One of the most significant AI milestones in history was quietly ushered into being this summer. We speak of the quest for Artificial General Intelligence (AGI), probably the most sought-after goal in the entire field of computer science. With the introduction of the Impala architecture, DeepMind, the company behind AlphaGo and AlphaZero, would seem to finally have AGI firmly in its sights.
Let’s define AGI, since it’s been used by different people to mean different things. AGI is a single intelligence or algorithm that can learn multiple tasks and exhibits positive transfer when doing so, sometimes called meta-learning. During meta-learning, the acquisition of one skill enables the learner to pick up another new skill faster because it applies some of its previous “know-how” to the new task. In other words, one learns how to learn — and can generalize that to acquiring new skills, the way humans do. This has been the holy grail of AI for a long time.

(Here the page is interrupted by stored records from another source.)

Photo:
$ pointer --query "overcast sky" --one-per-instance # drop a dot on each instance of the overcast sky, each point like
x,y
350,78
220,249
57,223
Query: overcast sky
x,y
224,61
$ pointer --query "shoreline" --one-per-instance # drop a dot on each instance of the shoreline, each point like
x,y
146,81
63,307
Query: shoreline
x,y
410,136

As it currently exists, AI shows little ability to transfer learning towards new tasks. Typically, it must be trained anew from scratch. For instance, the same neural network that makes recommendations to you for a Netflix show cannot use that learning to suddenly start making meaningful grocery recommendations. Even these single-instance “narrow” AIs can be impressive, such as IBM’s Watson or Google’s self-driving car tech. However, these aren’t nearly so much so an artificial general intelligence, which could conceivably unlock the kind of recursive self-improvement variously referred to as the “intelligence explosion” or “singularity.”
Those who thought that day would be sometime in the far distant future would be wise to think again. To be sure, DeepMind has made inroads on this goal before, specifically with their work on Psychlab and Differentiable Neural Computers. However, Impala is their largest and most successful effort to date, showcasing a single algorithm that can learn 30 different challenging tasks requiring various aspects of learning, memory, and navigation.

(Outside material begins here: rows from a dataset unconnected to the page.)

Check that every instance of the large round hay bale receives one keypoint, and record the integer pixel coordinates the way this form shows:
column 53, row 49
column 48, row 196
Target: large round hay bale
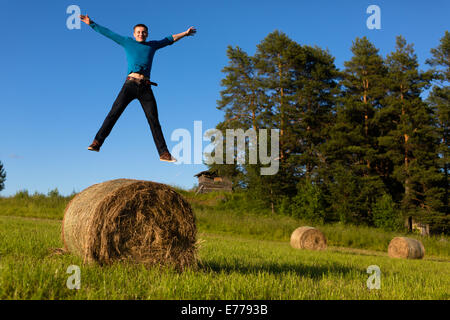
column 308, row 238
column 135, row 220
column 407, row 248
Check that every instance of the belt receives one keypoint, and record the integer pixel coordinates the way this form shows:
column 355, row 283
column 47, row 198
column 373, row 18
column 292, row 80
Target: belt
column 142, row 81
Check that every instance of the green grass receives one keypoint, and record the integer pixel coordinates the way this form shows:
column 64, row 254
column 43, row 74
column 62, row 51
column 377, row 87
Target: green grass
column 232, row 267
column 245, row 254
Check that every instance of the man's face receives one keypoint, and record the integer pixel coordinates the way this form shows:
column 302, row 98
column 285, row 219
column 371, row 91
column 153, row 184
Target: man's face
column 140, row 34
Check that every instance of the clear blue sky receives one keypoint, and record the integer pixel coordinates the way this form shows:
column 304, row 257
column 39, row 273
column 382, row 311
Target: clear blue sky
column 57, row 85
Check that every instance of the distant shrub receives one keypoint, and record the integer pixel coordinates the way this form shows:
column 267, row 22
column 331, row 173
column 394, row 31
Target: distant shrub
column 309, row 203
column 385, row 215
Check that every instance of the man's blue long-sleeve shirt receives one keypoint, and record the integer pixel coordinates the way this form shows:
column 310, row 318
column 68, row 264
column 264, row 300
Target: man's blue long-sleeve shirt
column 139, row 54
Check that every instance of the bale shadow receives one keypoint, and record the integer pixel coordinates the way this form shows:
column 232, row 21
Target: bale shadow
column 314, row 272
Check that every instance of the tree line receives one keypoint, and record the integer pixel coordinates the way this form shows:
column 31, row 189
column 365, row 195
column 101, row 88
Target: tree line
column 360, row 145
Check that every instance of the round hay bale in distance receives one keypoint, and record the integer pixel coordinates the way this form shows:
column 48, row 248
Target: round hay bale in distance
column 308, row 238
column 136, row 220
column 406, row 248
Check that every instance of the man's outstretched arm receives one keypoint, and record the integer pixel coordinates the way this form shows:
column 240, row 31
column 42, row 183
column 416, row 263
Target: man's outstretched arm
column 104, row 31
column 189, row 32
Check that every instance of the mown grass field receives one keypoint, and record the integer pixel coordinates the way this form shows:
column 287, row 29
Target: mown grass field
column 243, row 256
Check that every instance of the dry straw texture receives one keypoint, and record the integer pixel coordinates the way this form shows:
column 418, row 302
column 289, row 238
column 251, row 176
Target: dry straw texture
column 124, row 219
column 407, row 248
column 308, row 238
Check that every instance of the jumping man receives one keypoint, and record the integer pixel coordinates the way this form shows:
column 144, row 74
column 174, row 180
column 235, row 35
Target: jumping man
column 137, row 85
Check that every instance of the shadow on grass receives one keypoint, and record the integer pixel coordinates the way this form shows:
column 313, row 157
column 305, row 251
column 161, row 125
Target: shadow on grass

But enough preamble; let’s look under the hood and see what makes Impala tick. First, Impala’s based on reinforcement learning, an AI technique that has its origins in behaviorism. It parallels the way humans build up an intuition-based skill, such as learning to walk or riding a bicycle. Reinforcement learning has already been used for some amazing achievements, such as endowing an AI with emotions (see video below) and learning complex games like Go and Poker.
However even these reinforcement learning algorithms couldn’t transfer what they’d learned about one task to acquiring a new task. In order to realize this achievement, DeepMind supercharged a reinforcement learning algorithm called A3C. In so-called actor-critic reinforcement learning, of which A3C is one variety, acting and learning are decoupled so that one neural network, the critic, evaluates the other, the actor. Together, they drive the learning process. This was already the state of the art, but DeepMind added a new off-policy correction algorithm called V-trace to the mix, which made the learning more efficient, and crucially, better able to achieve positive transfer between tasks.
To be sure, this doesn’t herald the dawn of “conscious robots” or even ones that have an imagination. While we think of such attributes as hallmarks of intelligence because they apply to humans, this is somewhat misleading. As the AI researcher Shane Legg argues in the video below, things like consciousness and imagination may be traits useful for solving particular kinds of problems, such as coordinating between large numbers of people or exchanging information.
However, a superintelligent algorithm or agent can exist without such attributes. In fact, we would likely be wise to ensure no AI ever does possess consciousness as we know it. That could lead to some awkward questions when it begins to interrogate its human creators on their fascination with Beanie Babies, Hummers, and the Kardashians.